Rüya gibi bir başlangıçtı: Medeniyet Tasavvuru Okulu beş yaşında…

Tarihin yapıldığı anlar vardır.

O anlarsan birini, minik bir kıvılcım ânını anlatacağım bu yazımda sizlere…

Kimler yapar tarihi? Kimler kaçırır? Kimler yeniden tarihi yürütür yeniden önüne katarak?

Adım adım, sayha sayha tarihin önünüzde canlı bir varlık gibi aktığını hissettiniz mi hiç?

Ben hissettim... Hem de bir kaç defa...

Ama bu kadarını, bu denli arı-duru akıp gidenini, müştereken gerçekleştirdiğimiz bir yürüyüşün tadını, lezzetini, geleceği getiren kokusunu, rayihasını hücrelerime kadar bu kadar ilk defa hissettim o cumartesi günü.

Tam beş yıl önce bir sonbahar mevsiminde küçük bir kıvılcım olarak nitelediğim Medeniyet Tasavvuru Okulu’nun (MTO) açılışını yaptık.

İlk ders günümüzdü.

Ne gündü ama!

Ne kadar leziz, ne kadar nefis bir gündü!

Müslüman olma coşkusu’ndan bahsediyorum kaç zamandır. Pek bir şey anlaşılmadığını hissettiğim zamanlar oluyor ve üzülüyorum o zaman.

Beş yıl oldu, MTO’da bunun çok iyi anlaşıldığını görüyorum hamdolsun.

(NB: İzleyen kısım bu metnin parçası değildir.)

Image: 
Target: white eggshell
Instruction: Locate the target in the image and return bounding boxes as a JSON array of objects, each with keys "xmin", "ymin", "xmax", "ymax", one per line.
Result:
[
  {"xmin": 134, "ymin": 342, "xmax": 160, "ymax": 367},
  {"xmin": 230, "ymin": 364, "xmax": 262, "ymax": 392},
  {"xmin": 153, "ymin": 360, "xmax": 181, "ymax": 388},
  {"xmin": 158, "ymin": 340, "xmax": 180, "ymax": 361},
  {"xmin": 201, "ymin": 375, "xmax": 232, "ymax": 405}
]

Bunu anlatabilmeliyim bu ülkenin insanına, diyorum her seferinde kendi kendime.

Bir Batılının yaşama coşkusunu gördüm ben... Bir Paris kafesinde, bir Londra caddesinde, bir Viyana, bir New York üniversite kampüsünde...

Kendini yaşama, kendi tarihini yapma, kendi kişisel tarihini, akıp giden ülkenin tarihine katma coşkusunu...

Neden Batı’da kendini, kendi dünyasını yaşama coşkusu var da, bizde yok peki?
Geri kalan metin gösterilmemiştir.